Grandstand
- Industry: Video games
- Number of locations: United Kingdom, New Zealand

= Grandstand (game manufacturer) =

Electronics manufacturer

Grandstand (also known as Grandstand Leisure Products) was a video game console and electronic game manufacturer and distributor.
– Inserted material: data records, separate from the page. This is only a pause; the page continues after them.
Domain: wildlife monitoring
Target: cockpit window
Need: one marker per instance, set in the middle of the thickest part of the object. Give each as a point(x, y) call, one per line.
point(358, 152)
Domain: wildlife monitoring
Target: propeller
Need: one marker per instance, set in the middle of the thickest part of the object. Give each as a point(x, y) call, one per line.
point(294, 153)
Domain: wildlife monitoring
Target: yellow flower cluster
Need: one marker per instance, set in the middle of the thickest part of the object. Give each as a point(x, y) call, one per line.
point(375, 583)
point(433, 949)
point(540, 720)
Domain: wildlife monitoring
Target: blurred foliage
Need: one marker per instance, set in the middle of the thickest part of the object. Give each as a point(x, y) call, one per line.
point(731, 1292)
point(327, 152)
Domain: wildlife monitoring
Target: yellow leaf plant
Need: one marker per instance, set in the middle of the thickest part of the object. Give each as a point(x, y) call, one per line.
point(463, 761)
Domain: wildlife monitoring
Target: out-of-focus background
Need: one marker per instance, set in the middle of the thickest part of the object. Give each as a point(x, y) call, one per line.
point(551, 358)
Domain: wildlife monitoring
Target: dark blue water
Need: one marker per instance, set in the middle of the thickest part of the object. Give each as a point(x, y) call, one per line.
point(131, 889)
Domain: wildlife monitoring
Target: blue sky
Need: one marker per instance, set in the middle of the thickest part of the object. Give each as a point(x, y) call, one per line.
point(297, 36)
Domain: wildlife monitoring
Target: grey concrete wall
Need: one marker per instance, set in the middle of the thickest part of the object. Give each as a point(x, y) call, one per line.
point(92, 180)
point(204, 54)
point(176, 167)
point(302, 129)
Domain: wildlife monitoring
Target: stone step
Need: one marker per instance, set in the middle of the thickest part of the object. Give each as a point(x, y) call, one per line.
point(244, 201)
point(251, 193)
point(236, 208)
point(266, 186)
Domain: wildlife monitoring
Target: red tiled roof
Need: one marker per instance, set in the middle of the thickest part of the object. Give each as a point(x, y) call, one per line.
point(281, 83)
It was based in the United Kingdom and New Zealand and was active in the 1970s and 1980s.

==Overview==
The company initially behind the "Grandstand" label was Adam Imports Ltd., (from 1980 Adam Leisure Group Ltd. and by 1983 Adam Leisure Group PLC) founded in 1973 by Chris Rycroft and Les Kenyon of Harrogate, UK. The company initially started as a mail order company and was the single largest supplier of calculators in the UK by 1974. By August 1978, George Bassett had acquired a 75% holding in the capital of Adam Imports for £750,000 cash, plus 60p in the pound of profits before tax in excess of £500,000 for year to December 31, 1978. Adam Imports was re-acquired from George Bassett by Chris Rycroft in 1980. It chiefly imported electronic products from other manufacturers such as VTech, Epoch, Tomy & Entex, selling them in the UK re-branded under the Grandstand name.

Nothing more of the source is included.